At one point, many of us will ask the questions, “Am I going to die? Am I safe? Who can I count on? It could be as you face your mortality or find yourself in a dangerous situation. Or, as it has been for many frontline health care professionals while facing a job-related risk like contracting COVID-19. Medical professionals are not the only ones who have experienced high levels of fear, anxiety, anger, and depression stemming from the global COVID-19 pandemic. We all did, and those emotions were only made worse by the isolation, uncertainty, and disruption to our lives caused by the pandemic. There was the constant risk of becoming infected with COVID-19 and pressures stemming from remote working and learning, as well as childcare and eldercare challenges. For many, harsh economic challenges arose from having lost their jobs.
The fears and anxieties associated with my role as a pediatric neurosurgeon are those related to my patients’ lives I have put at risk during the past 20 years. I have had many sleepless nights not thinking about the hundreds of children that had great outcomes, but the 1-2 each year for whom I may have made an honest mistake, or their disease just won. In my 20-year practice, I can count over 40 children that I still blame myself for their untoward outcomes. I am constantly beating myself up over these children, which causes me both mental and physical pain.
In the late 1980s when I was a medical student and then in the 1990s as a resident, the human immunodeficiency virus / acquired immunodeficiency syndrome (HIV/AIDS) was at an epidemic stage. Like other medical professionals, I feared contracting HIV/AIDS without knowing how it was diagnosed, managed, or prevented. Back then, there were limited antiretroviral therapies. As a resident, I was working extraordinarily long hours as the federally mandated ACGME 80-hour workweek duty standards were not yet in place. I was routinely exposed to percutaneous needle injuries and blood exposures. I underwent HIV testing numerous times, which always was accompanied by anxiety, waiting for follow-up 6-month testing, and taking a toll on my mental and physical health.

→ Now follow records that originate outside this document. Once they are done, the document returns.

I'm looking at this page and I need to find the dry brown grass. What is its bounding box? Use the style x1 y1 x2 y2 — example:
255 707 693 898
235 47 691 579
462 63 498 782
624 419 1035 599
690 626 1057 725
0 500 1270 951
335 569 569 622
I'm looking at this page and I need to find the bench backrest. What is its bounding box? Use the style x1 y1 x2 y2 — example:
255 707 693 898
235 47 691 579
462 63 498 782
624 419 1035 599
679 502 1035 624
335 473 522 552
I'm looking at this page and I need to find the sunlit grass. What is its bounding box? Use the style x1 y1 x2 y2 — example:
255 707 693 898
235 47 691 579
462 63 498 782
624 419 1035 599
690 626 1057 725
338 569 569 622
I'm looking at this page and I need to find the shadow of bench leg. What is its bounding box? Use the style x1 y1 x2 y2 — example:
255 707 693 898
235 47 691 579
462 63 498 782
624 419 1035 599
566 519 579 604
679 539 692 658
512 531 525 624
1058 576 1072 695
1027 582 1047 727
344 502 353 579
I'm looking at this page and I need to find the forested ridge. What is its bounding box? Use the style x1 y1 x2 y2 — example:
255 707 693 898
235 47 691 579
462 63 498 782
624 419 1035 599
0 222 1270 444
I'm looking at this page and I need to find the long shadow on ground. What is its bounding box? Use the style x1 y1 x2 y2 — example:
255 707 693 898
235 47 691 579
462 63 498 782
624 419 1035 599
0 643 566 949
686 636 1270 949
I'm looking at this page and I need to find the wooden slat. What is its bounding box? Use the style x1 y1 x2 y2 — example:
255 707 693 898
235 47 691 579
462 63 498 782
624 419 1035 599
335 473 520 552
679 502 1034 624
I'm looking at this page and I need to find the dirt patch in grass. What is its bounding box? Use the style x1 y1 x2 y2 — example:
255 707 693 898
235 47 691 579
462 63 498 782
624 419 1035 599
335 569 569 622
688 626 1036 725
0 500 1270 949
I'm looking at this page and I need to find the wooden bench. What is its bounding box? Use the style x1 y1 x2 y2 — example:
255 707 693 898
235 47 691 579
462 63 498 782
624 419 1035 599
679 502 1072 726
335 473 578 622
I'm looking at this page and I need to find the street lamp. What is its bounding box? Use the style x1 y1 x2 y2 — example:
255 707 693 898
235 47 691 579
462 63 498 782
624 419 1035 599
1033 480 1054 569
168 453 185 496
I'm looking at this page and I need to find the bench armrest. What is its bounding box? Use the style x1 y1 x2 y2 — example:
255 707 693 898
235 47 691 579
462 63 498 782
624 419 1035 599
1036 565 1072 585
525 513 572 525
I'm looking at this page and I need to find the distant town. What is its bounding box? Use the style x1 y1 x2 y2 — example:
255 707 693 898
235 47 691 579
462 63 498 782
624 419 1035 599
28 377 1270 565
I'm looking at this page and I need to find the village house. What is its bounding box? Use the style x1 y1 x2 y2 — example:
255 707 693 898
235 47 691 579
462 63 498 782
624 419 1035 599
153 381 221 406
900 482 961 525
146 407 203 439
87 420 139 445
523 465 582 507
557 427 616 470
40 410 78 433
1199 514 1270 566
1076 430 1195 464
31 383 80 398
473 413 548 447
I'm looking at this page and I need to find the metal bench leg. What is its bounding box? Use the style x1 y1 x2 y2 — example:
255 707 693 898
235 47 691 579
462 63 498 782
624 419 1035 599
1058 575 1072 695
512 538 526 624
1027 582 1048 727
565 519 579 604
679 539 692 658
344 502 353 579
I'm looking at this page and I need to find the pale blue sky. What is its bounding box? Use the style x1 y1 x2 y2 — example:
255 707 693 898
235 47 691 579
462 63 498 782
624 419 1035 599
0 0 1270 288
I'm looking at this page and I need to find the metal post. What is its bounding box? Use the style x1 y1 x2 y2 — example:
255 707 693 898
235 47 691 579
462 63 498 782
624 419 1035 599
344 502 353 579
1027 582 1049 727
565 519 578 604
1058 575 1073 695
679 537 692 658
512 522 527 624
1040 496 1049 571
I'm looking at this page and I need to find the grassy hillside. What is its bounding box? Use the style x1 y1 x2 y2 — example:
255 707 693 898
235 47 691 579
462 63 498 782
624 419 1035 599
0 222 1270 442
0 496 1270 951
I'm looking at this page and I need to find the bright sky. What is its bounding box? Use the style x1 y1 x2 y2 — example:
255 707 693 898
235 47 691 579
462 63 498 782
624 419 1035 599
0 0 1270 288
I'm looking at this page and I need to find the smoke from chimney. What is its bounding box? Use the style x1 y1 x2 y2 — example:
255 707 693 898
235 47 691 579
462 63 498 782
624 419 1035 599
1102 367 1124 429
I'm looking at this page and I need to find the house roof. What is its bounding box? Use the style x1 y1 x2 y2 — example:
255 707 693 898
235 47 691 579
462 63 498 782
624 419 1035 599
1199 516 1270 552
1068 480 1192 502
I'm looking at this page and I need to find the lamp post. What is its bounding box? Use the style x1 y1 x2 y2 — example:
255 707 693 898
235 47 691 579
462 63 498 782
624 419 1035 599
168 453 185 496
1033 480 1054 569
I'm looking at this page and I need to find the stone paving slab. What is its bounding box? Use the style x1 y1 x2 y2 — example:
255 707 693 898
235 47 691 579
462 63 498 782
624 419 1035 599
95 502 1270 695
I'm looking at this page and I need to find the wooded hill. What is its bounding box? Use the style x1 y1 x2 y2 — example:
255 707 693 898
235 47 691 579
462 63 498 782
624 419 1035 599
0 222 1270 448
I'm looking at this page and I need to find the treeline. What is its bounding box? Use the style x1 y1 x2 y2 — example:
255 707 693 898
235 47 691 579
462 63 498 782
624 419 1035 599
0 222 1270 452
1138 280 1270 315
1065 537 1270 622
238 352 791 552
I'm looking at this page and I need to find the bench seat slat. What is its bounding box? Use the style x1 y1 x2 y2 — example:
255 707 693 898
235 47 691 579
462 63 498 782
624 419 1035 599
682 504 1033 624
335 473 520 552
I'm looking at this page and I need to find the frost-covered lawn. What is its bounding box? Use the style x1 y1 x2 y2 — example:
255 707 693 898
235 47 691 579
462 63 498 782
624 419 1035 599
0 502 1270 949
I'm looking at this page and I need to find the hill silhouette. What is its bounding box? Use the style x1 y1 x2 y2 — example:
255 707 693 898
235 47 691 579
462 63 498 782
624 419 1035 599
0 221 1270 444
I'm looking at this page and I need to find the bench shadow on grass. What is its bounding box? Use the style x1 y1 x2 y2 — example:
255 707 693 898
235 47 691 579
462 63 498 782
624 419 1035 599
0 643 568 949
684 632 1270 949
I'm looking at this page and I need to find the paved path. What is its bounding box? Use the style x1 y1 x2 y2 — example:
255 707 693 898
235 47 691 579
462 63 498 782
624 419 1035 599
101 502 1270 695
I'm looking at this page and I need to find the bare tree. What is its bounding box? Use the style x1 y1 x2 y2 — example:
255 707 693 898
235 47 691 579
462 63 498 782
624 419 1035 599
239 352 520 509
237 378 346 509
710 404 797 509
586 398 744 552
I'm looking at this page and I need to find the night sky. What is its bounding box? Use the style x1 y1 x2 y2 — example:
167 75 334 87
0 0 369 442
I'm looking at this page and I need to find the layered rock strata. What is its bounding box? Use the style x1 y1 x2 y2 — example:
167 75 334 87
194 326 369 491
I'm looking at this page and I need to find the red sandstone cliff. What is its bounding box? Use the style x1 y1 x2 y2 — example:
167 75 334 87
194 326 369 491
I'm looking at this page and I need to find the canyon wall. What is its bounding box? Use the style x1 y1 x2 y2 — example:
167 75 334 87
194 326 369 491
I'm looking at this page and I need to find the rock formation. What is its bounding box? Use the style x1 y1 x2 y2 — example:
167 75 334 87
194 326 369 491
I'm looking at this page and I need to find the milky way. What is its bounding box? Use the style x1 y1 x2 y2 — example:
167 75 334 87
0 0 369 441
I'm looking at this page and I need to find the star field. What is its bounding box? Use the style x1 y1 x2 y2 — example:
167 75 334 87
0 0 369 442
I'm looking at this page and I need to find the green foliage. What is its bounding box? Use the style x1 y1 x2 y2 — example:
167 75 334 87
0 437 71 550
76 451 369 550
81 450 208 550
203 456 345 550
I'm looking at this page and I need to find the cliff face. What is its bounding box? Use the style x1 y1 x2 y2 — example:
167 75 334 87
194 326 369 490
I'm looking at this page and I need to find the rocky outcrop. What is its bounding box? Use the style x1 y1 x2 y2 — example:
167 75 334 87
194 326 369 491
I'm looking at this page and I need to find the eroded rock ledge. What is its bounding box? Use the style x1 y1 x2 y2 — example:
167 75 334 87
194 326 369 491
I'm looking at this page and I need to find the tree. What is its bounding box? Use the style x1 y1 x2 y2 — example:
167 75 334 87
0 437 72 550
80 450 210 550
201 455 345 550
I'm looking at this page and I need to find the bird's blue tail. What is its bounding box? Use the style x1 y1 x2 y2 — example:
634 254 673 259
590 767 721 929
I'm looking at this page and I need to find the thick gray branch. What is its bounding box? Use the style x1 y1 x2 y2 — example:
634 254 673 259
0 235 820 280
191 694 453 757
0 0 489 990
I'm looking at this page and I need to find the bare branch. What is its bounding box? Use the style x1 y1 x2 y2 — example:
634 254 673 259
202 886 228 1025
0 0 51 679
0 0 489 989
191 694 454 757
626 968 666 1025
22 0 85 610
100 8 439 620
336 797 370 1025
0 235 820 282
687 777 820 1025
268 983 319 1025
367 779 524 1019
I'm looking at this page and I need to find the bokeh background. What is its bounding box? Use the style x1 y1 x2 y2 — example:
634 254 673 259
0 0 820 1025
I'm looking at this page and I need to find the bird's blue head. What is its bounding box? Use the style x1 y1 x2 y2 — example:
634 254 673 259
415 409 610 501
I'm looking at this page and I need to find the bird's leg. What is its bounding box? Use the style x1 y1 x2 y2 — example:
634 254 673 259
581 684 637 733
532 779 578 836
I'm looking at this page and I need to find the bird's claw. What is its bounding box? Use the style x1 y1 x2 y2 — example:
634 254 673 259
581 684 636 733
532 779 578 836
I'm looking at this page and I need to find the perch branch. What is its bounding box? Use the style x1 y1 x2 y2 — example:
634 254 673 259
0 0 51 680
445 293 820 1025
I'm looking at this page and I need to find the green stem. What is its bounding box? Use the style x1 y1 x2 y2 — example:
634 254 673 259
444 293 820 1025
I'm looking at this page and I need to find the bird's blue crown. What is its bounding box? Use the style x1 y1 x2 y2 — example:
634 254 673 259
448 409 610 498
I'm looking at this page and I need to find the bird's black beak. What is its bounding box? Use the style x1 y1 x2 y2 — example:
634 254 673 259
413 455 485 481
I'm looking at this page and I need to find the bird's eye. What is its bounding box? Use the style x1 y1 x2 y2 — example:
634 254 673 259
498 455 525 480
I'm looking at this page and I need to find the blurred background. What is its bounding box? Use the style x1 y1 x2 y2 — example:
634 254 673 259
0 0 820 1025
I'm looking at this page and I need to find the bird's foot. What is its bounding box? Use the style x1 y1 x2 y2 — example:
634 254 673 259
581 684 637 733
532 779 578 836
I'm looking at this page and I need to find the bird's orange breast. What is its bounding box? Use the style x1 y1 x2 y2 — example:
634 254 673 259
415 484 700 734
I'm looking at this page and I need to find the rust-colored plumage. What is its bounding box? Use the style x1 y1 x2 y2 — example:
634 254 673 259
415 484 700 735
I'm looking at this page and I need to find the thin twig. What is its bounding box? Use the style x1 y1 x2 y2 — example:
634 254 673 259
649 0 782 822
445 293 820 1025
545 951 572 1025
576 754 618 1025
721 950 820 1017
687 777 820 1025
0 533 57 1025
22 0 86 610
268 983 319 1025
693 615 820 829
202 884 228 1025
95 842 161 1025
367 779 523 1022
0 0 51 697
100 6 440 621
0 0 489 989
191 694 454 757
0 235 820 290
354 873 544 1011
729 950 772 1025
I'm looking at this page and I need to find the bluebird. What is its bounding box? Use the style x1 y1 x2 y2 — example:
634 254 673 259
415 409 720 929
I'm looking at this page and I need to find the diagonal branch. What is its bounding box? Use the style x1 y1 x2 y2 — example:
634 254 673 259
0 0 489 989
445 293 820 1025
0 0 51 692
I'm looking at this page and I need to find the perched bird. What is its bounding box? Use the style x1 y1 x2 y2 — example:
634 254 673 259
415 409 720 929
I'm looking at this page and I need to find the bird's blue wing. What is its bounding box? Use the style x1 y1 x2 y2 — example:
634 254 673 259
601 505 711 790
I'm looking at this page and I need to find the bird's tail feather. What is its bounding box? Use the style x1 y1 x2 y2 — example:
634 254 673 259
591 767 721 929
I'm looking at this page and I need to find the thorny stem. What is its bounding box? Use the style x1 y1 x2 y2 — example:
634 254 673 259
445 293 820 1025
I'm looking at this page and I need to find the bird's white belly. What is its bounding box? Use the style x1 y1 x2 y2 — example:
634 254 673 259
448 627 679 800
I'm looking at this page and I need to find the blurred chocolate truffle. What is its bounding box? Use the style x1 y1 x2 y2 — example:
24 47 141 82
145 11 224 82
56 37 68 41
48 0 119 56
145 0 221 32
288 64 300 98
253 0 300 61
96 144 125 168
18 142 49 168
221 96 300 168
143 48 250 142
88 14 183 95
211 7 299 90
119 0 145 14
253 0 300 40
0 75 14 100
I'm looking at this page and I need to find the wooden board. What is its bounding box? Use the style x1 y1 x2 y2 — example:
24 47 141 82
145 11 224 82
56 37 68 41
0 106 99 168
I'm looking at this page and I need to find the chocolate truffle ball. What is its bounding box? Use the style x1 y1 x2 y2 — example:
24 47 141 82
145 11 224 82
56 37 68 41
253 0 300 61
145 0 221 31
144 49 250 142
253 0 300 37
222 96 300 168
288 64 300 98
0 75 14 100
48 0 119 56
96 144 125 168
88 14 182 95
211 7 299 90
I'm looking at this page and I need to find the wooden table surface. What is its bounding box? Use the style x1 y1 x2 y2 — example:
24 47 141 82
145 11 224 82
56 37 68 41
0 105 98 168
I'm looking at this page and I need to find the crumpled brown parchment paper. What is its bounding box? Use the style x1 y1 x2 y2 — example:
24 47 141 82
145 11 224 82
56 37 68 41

The last decade presented an opportunity for me to learn something from the commercial fishing industry about life circumstances where we experience fear and anxiety. In 2009, I was privileged to work on the F/V Miss Colleen, a commercial salmon fishing gillnet boat in Bristol Bay, Alaska. Then, in the fall of 2019 and winter of 2021, I was fortunate to be a deckhand on the F/V Saga, a commercial crab fishing boat in the Bering Sea profiled on the Discovery show Deadliest Catch. Both experiences had a profound effect on me and taught me how to switch from a “my life is at risk” mentality to one focused on preventing mistakes from happening through teamwork and effective communication. It occurred to me that there is no room for error in both the health care and commercial fishing industries. Both giving a patient the wrong medication or going overboard in rough seas can lead to death.
Commercial fishing is recognized as one of the world’s most dangerous occupations. According to the National Institute for Occupational Safety and Health, there were 117 deaths per 100,000 fishing workers from 2000-2015, 29 times higher than the average U.S. workers (i.e., four deaths/100,000). On the popular television show, Deadliest Catch, many gained an awareness of the Bering Sea crab fishing industry. I learned firsthand as a commercial fishing worker just how physically and mentally agonizing the work was. But I also learned that feeling of being safe equals freedom. And I became acutely aware of how important teamwork, communication, and connecting at the heart are in those circumstances and that to be effective, you need to develop compassionate, supportive relationships with your teammates. Everyone must have each other’s back to keep each other safe. One mistake could result in the death of the entire crew. To ensure safety while completing the tasks at hand, each team member must understand the strengths and weaknesses of the others.
Often, I wonder what makes a great commercial fishing boat captain, physician, or leader. Many successful leaders desire to succeed, yet they also possess humility and respect for and trust in others. They lead by example and not just words, even when facing high-risk and even life-and-death situations.
Fishing on the dangerous, unrelenting Bering Sea makes you understand your mortality and just how precious life is. You appreciate the value of fostering teamwork and communication as you are constantly faced with death. In life, developing loving relationships, being there and showing up for others, and connecting at the heart with each team member are critical to combatting fear and anxiety that accompany the goal of keeping everyone safe while still catching your crab quota.
These are unprecedented and challenging times as we continue to grapple with the pandemic and its aftermath. I am continually in awe of the collective selfless response of those serving on the front lines – not just our health care workers and first responders but also utility workers, truckers, grocers, and other heroes. We have made tremendous progress due to their contributions, while our mental and physical fortitude has been tested and will continue to be tested, along with our ability to endure the new normal and remaining uncertainty of what will happen next year and thereafter. But, if we think like commercial fishing workers, like teammates entrusted with each other’s lives and well-being, and remain like bamboo, flexible and resilient, we will endure. We need to listen, learn, and heal with each other to achieve a healthier, peaceful, and purposeful life with optimum performance in mind, body, and spirit.
Anthony Avellino is a pediatric neurosurgeon and the author of Finding Purpose: A Neurosurgeon’s Journey of Hope and Healing.